Я мог преодолеть любое препятствие, которое возникало у меня на пути. Мог запросто перешагнуть его и даже не сожалеть о содеянном, если вдруг пренебрегал правилами и пользовался не совсем чистыми методами. В бизнесе нет проигравших: есть только победитель. Тот, за кем закрепится на долгие годы преимущество акулы. Меня боятся, но в то же время уважают за справедливость. Со мной хотят работать, и я иду навстречу таким партнерам. Вот так в моей жизни появился Игорь Вознесенский, который фактически столкнул лбами меня и Вику. Эта девушка уже тогда значила для меня многое, только разглядеть я сумел не сразу свои чувства, упустив многое из виду. А скорее игнорировал, ведь чёртовы принципы запрещали мне поддаваться соблазнам. И вот теперь, сидя в своем кабинете, я пялился в монитор, держа в руках карандаш.
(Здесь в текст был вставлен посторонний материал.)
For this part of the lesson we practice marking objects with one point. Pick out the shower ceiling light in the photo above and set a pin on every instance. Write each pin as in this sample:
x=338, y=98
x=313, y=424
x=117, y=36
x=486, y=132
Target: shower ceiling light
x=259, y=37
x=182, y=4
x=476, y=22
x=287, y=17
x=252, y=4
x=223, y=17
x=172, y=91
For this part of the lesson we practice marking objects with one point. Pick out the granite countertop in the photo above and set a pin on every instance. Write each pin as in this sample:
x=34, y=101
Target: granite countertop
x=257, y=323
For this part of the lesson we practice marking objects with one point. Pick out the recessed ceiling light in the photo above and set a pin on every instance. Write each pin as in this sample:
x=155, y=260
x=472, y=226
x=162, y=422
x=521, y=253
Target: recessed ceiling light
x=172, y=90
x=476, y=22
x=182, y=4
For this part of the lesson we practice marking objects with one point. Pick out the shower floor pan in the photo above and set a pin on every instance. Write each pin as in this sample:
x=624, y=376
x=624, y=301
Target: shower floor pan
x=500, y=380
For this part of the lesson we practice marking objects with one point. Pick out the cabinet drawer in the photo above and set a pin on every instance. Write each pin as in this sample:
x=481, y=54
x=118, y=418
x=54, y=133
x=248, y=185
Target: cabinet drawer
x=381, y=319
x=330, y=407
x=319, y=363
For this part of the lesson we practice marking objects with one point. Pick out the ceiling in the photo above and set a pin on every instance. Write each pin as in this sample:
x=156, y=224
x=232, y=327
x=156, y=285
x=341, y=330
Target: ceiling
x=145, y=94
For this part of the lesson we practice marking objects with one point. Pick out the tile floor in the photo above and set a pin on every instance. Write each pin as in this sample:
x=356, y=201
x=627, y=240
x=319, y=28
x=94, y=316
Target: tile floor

Мне было все равно, что написано в договоре, который мне следует проверить тщательно… я думал о Виктории. О своей жене, сбежавшей от меня несколько дней назад. Твою мать! От вспыхнувших чувств карандаш в руке трескается напополам, и я отшвыриваю его остатки в другой конец комнаты.
— Чёрт, — выругался себе под нос, затем встал и направился к окну. Город спит, и лишь фонари освещают его, чтобы люди могли ориентироваться в темноте пространства. Чем-то это напоминало мне меня: я сквозь тьму прорывался к девушке, которая украла мою душу, а, найдя её, сам потерял. Конечно, был не прав, когда не предупредил Вику об уже состоявшемся браке, но и другого выхода не было. Все сделано только ради неё. — Только ради тебя, — приложив к стеклу ладонь, ощутил холод, но проговорил тихо слова, будто Вика сейчас услышит их, и поймет меня. Вокруг руки прорисовался запотевший ореол, контрастируя температурами. Я скучал по Вознесенской. Мне не хватало ее, и будто сердце не бьется. Пустившись вслед за ней к Александру в дом, лишь растравил себя еще больше. Она просила уединения, но я никак не ожидал, что Вика уйдет от меня. Нет, мы не расстались, но холодок по моей спине пробежался в тот момент, когда девушка с чемоданом шла на выход, и даже не оглянулась. Я задал ей один единственный вопрос, она со мной? И получил ответ коротким кивком. Всё. В тот момент в моем теле словно все вывернуло наизнанку, и прежним не стало. Будто мир, в котором я привык все контролировать, вдруг стал мне не подвластным. Я почувствовал себя слабым, потому что полюбил, и сила, с которой меня засосало в сети Виктории, тянула в бездну. Без нее я пропаду. Черт возьми. Закинув руки за голову, я закрыл глаза и глубоко втянул воздух, широко распахнув ноздри. Казалось, мне не хватало кислорода, перекрыли вентиль, или дали лишь ограниченное количество в баллоне. Дразнили, чтобы теперь я видел галлюцинации, и желал их в реальности.